Still A Hike in December
We haven’t changed our view that there will be a December hike. It’s hard to imagine the circumstances that would derail one at this point, especially after the minutes signaled that FOMC participants would support one. They won’t do it just because equity prices have taken a tumble. The decline to date is not nearly substantial enough, and Powell would be loath to delay a hike and fuel the narrative of a “Powell put.” As for trade developments, just as FOMC participants likely didn’t get as excited as the market about improved prospects for an easing in tensions, they likely are not as disappointed by the turn in the other direction. Finally, there’s the incoming data. Everything that’s come in so far is certainly consistent with a December hike, and there’s not much on the calendar that could derail it. Tomorrow’s employment report would have to be very weak, given the FOMC’s propensity to avoid reacting strongly to one release. And the claims data, as well as today’s ADP report, suggest the employment report is extremely unlikely to be that poor.
Sticking With a March Hike, and Expecting Another Hike Later in 2019
We have written about how recent communications from Powell had further tilted the balance of risks toward two hikes in 2019, rather than three. In our upcoming forecast, we will assume two hikes in 2019, in March and June, rather than three. Notwithstanding Powell’s talk of data dependence, a March hike still seems likely. As was made clear in the November FOMC minutes, there is still a strong consensus that further rate hikes are appropriate, and if they don’t hike in March, it will be hard to explain why a rate hike at a subsequent meeting is appropriate, given the expected ongoing moderation in growth next year. A second hike is a closer call but would still be warranted if our forecast comes to fruition. The FOMC will take into account the worsening in financial conditions, of course, which will be seen as dampening growth. But they are also likely to mark down their dots, offsetting the tightening in financial conditions at least in part.
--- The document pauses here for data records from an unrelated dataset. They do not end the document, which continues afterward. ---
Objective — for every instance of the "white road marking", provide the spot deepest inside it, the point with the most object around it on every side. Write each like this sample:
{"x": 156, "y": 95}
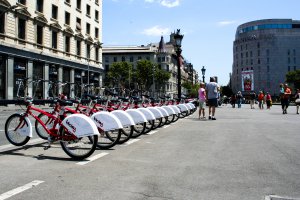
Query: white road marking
{"x": 130, "y": 142}
{"x": 275, "y": 197}
{"x": 152, "y": 132}
{"x": 93, "y": 158}
{"x": 18, "y": 190}
{"x": 34, "y": 141}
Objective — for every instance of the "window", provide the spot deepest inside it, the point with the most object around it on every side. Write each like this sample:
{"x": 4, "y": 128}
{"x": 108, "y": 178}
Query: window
{"x": 67, "y": 44}
{"x": 88, "y": 49}
{"x": 96, "y": 33}
{"x": 78, "y": 5}
{"x": 88, "y": 10}
{"x": 40, "y": 5}
{"x": 21, "y": 28}
{"x": 54, "y": 39}
{"x": 96, "y": 15}
{"x": 39, "y": 34}
{"x": 78, "y": 47}
{"x": 96, "y": 53}
{"x": 88, "y": 28}
{"x": 54, "y": 11}
{"x": 2, "y": 23}
{"x": 22, "y": 2}
{"x": 78, "y": 24}
{"x": 67, "y": 18}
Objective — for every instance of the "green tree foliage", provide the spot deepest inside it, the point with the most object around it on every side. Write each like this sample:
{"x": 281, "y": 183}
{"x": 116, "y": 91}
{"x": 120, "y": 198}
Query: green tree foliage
{"x": 144, "y": 73}
{"x": 293, "y": 77}
{"x": 119, "y": 73}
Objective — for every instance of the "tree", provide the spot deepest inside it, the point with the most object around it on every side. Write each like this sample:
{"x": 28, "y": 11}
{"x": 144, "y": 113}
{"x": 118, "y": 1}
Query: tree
{"x": 293, "y": 77}
{"x": 119, "y": 73}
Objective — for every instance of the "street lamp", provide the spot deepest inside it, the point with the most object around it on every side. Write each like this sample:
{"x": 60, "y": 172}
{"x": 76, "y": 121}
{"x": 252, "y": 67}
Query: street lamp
{"x": 203, "y": 74}
{"x": 178, "y": 39}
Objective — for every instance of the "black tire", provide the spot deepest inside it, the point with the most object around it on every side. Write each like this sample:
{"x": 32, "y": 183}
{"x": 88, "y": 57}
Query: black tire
{"x": 126, "y": 134}
{"x": 157, "y": 123}
{"x": 149, "y": 126}
{"x": 139, "y": 129}
{"x": 39, "y": 129}
{"x": 14, "y": 123}
{"x": 108, "y": 139}
{"x": 80, "y": 148}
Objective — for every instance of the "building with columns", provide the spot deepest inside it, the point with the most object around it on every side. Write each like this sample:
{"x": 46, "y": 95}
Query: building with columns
{"x": 264, "y": 51}
{"x": 56, "y": 40}
{"x": 160, "y": 53}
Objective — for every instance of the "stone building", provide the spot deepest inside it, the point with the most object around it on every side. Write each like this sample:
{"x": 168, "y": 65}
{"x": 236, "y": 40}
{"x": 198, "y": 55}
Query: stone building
{"x": 56, "y": 40}
{"x": 263, "y": 52}
{"x": 160, "y": 53}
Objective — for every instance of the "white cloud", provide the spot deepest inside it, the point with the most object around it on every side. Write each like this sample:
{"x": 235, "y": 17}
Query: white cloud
{"x": 156, "y": 31}
{"x": 226, "y": 23}
{"x": 166, "y": 3}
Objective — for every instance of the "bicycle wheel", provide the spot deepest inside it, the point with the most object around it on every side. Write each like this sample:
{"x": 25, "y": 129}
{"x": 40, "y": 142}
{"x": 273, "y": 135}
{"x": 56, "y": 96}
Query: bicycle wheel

Kaplan Not Representative of the Consensus In This Case
As for Kaplan’s interview this morning, it’s important to take it with a big grain of salt. He has been on the dovish side of the FOMC recently. He was likely one of the “few participants” described in the November FOMC minutes who, “while viewing further gradual increases in the target range of the federal funds rate as likely to be appropriate, expressed uncertainty about the timing of such increases.” In contrast, “almost all” participants expected a rate hike to be appropriate “fairly soon” (December). He has also previously expressed great concern about the prospect of a yield curve inversion, whereas the consensus on the FOMC is that there is not a tremendous cause for concern. And this week’s partial inversion of the curve isn’t even the full inversion that participants generally talk about as a possible signal of heightened recession risk. Kaplan would have been leaning well to the dovish side in his remarks even without recent market moves. We don’t think other FOMC participants will share their views, though recent events will only have added to concerns about downside risks.